10. Cheomseongdae Observatory
Cheomseaongdae means stargazing in Korea, and the observatory in Gyeongju is the oldest exciting astronomical tower in Asia! It may even be the oldest existing astronomical tower in the world, but that hasn’t been confirmed 100% yet.
And it is just sitting in the middle of a park filled with tumuli graves.
You could easily walk past Cheonmseongdae Observatory and not realize and appreciate its historical importance. It is truly a no-fuss tourist attraction!
The observatory was constructed during Queen Seon-deok’s reign from 632BCE to 647BCE. The exact dates aren’t widely known, but we do know that it is hella old and incredibly important historically.
Cheomseongdae Observatory stand just over 9 meters tall and is 30cm in diameter. It isn’t huge, but it is an important sight to visit in Gyeongju nonetheless.
The observatory has 27 levels inside, but the first 12 are filled with soil.
You can’t go inside the observatory (for obvious reasons), but you’re able to walk around the exterior and take photos of it.
You’re bound to naturally stumble on the observatory when you’re visiting all the other things to do in Gyeongju, and when you do, be sure you take the time to marvel at it!
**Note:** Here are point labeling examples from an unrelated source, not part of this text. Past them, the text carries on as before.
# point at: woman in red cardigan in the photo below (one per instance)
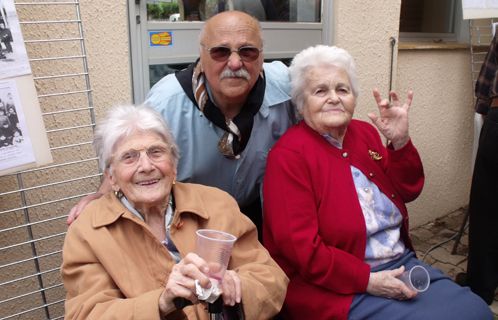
(335, 218)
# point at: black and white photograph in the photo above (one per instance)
(13, 56)
(15, 145)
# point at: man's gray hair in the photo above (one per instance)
(202, 34)
(319, 56)
(123, 121)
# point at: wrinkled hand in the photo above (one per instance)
(384, 284)
(231, 288)
(393, 121)
(181, 282)
(76, 210)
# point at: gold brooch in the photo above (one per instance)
(374, 155)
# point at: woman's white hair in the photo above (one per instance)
(319, 56)
(122, 121)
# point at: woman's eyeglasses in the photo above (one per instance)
(222, 53)
(156, 152)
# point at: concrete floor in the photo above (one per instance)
(424, 238)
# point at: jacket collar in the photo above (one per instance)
(110, 209)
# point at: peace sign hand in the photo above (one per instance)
(393, 121)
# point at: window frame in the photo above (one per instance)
(459, 35)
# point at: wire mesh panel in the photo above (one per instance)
(34, 203)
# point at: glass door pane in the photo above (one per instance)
(263, 10)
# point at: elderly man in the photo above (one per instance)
(226, 111)
(482, 265)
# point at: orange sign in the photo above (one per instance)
(162, 38)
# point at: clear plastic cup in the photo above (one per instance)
(417, 278)
(215, 248)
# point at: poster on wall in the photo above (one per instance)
(480, 9)
(13, 57)
(15, 143)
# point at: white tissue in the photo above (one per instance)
(209, 295)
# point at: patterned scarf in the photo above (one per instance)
(237, 130)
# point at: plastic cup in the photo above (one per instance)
(215, 248)
(417, 278)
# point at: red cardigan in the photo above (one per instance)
(313, 223)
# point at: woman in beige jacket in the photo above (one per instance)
(131, 253)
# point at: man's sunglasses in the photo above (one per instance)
(222, 53)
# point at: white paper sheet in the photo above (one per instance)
(13, 57)
(492, 4)
(15, 143)
(474, 4)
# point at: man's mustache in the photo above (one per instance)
(241, 73)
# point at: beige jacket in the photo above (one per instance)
(115, 268)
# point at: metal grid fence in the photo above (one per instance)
(34, 203)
A Quick Note on Internet Safety
No matter where you are in the world, when you connect to a public wifi network, you’re opening yourself to having your data stolen.
And nobody wants to deal with the consequences of having their online data stolen and sold.
It could be as harmless as getting targeted ads that make you feel spied on, but you could also have your banking information stolen.
That happened to a friend on mine when she was travelling, and it is no fun trying to cancel all your bank cards when you’re outside your home country (or city).
The easiest way to prevent having your data stolen is to use a VPN (Virtual Private Network).
A VPN puts up an invisible forcefield around your data, so you’re the only one who can see what you’re doing online.
It is the only way to keep your data 100% private when you’re using public wifi.
That includes hotel wifi that is password protected too!
I personally use NordVPN and have been using them for years now. They are the only VPN that doesn’t slow down your device to a crawl while keeping your data secure and private.
NordVPN often (basically all the time!) has huge sales, and you can get your VPN for up to 70% off.
With the inexpensive prices that NordVPN offers, there is no excuse to not have a VPN protecting you and your online data wherever you are in the world!
Don’t forget to check out my wifi in Korea post to learn everything you need to know about using wifi in Korea as a tourist.
It may surprise you!
As you can see, there are a lot of cultural things to do in Gyeongju. I would argue that Gyeongju is the place to visit in Korea if you’re looking to learn about the country’s ancient history and get a better understanding of how Korea became the nation it is now.
There are many other things to do in Gyeongju, but I think the items on this list are the most important things to do if you want to appreciate the city’s history and culture.
I wasn’t expecting to fall in love with Gyeongju, but I did.
It is now one of the cities I recommend everybody visit in Korea. You leave Gyeongju with a deeper appreciate of all of Korea, and it is unlike anywhere else in the country.